The 1e fighter was about as magical as the 1e magic user (+1 swords and low-level spell scrolls; vorpal swords and wish).

The 5e fighter, then, should be about as magical as the 5e wizard (the wizard gets cantrips, the fighter should have magical swords; the wizard gets wish , the fighter should have blackrazor)

If you take the 1e fighter and put it into 5e, it will still be weak, because it's not playing in the same genre as the other 5e classes.
 



I think you're overstating or misremembering how many magic items were in 1e. There were a lot, sure, but they were mostly potions and scrolls. Lots of +1 weapons and armor though. But you're talking about vorpal weapons as if they are assumed every fighter has one. That simply wasn't the case. Exceptionally rare. I think in 31 years of AD&D being my preferred edition, I had one fighter who had something like that (it was a rod of lordly might). Just run the math in the DMG on the chances of one coming up.
It depends on the referee, really. When playing AD&D, we have a default of one offensive, one defensive, and one miscellaneous magic item for anything starting higher than 4th-5th level.

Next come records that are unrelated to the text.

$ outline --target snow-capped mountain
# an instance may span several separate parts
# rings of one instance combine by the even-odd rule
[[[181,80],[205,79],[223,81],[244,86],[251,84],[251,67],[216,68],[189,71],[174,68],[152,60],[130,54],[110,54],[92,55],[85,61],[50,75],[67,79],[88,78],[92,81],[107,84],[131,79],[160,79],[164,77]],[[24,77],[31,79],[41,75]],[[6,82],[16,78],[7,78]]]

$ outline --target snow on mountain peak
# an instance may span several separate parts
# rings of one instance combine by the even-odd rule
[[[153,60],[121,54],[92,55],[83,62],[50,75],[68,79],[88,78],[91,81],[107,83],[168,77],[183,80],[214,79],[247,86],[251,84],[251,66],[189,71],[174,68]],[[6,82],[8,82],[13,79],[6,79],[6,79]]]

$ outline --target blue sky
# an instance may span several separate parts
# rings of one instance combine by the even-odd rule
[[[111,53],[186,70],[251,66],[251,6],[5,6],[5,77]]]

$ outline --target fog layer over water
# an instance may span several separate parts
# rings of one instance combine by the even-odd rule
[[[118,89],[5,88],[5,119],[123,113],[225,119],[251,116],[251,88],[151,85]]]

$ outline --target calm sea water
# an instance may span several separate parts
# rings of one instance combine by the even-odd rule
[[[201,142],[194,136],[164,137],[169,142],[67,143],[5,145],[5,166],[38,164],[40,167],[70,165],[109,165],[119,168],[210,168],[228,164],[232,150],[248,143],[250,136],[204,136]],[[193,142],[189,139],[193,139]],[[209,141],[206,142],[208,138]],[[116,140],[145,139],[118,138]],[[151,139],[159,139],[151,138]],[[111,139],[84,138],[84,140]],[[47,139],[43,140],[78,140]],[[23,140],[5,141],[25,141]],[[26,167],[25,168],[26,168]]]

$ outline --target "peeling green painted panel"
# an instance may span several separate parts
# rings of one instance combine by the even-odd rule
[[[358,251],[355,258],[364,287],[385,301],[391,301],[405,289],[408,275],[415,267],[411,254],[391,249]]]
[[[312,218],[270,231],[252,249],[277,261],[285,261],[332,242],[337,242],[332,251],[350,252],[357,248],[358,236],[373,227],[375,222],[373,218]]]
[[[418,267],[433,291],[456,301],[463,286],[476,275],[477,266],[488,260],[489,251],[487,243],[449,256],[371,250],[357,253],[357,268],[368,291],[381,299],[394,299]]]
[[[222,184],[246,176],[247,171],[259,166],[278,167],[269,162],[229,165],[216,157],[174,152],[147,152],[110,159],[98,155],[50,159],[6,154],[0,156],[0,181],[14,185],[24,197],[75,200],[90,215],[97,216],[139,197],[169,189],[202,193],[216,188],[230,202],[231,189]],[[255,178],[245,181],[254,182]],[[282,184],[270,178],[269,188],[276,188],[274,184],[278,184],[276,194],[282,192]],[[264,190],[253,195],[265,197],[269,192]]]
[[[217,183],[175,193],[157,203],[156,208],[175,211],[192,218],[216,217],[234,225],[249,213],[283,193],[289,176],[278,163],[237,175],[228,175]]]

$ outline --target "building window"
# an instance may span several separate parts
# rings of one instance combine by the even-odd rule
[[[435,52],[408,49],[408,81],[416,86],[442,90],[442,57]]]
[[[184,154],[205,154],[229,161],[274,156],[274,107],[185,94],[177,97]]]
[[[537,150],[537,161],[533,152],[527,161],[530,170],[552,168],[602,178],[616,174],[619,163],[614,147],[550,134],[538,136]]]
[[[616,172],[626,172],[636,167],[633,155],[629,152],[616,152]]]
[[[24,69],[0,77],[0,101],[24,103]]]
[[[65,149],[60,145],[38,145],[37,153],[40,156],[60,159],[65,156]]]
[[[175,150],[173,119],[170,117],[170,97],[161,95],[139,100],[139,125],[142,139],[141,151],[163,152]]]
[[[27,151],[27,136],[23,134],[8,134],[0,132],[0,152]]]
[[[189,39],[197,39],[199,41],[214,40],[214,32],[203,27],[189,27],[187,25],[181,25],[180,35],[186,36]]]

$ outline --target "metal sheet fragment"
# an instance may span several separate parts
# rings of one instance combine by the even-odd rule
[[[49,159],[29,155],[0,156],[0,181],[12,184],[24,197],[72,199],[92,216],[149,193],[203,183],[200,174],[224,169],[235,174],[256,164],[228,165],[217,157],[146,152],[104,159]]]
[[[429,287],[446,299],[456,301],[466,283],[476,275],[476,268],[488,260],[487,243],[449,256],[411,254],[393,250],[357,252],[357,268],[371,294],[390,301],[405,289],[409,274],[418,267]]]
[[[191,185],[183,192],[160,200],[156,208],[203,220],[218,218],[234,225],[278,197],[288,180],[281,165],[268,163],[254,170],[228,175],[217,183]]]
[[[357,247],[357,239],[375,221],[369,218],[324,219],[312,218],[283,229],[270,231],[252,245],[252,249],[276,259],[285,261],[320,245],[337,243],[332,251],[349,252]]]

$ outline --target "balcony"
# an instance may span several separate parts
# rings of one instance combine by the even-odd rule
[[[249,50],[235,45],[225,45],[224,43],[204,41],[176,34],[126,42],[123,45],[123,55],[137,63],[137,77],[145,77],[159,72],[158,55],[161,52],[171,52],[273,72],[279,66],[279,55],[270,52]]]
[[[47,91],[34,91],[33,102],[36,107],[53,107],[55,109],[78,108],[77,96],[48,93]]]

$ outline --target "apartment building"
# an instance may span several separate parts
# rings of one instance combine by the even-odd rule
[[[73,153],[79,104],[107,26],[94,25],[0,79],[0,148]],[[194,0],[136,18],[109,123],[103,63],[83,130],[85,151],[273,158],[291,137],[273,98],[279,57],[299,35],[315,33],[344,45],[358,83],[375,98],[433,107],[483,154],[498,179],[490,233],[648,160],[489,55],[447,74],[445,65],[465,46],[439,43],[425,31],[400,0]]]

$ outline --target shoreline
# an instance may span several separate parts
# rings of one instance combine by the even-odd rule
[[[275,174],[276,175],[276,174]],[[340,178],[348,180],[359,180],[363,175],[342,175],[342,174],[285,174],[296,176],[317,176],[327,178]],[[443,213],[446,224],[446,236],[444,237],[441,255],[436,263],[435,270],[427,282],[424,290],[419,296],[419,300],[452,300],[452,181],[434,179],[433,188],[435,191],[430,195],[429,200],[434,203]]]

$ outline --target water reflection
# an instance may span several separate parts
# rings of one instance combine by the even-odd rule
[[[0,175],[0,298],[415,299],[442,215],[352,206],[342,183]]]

If you run official modules you’ll be swimming in magic items.
 

Sure, those are rare.

When you think about the chance for a 1e Magic-User to learn wish, it's about as rare, yeah?

Fast forward to 5e, and every wizard can learn wish as an expected part of gameplay.

But not every fighter can just chop the head off of something as an expected part of gameplay.

Fly or teleport or whatever "problem magic" is your thing fall into similar boats - expected in 5e, not guaranteed in 1e.
So, as I've noted many times, martial classes should have an expectation of magic items.
 


No. That's not even close. A +1 sword isn't nearly comparable "magic wise" as the list of MU spells, even starting at 1st level spells.

1st level fighter gets a +1 sword and adds magic to every attack roll.

1st level wizard gets a scroll of magic missile and can cast the spell once per day.

Which character is more magical?

My point is that the 1e fighter isn't really very mundane (though 1e characters in general are more mundane than 5e characters in general). It's playing in the same genre as the 1e magic user.

The 5e fighter is tethered to this "mundane" aesthetic, but the 5e magic users aren't playing in that genre anymore.
 

Not at the current capability levels of the other classes. I'd buy a low magic game with 20 levels, but that's picking something else to give.
Sorry, missed replying to this before.

But yes, in the current game. They don’t need to teleport or animate shadows or create blades of air that hit 60ft across. They need to reliably be able to physically take down most anything in the game, very much including the Wizard, while not getting whammied easily, and exceeding what anyone else can do physically (without the aid of magic).

You can do that and still be “mundane” in the sense of not magical or explicitly supernatural.

Hell I’d say you can exceed what RL humans can do, even a little annime sauce like dashing annd cutting too quickly for the eye to follow, deflecting spells, etc, and still just be extraordinary, not magical or supernatural.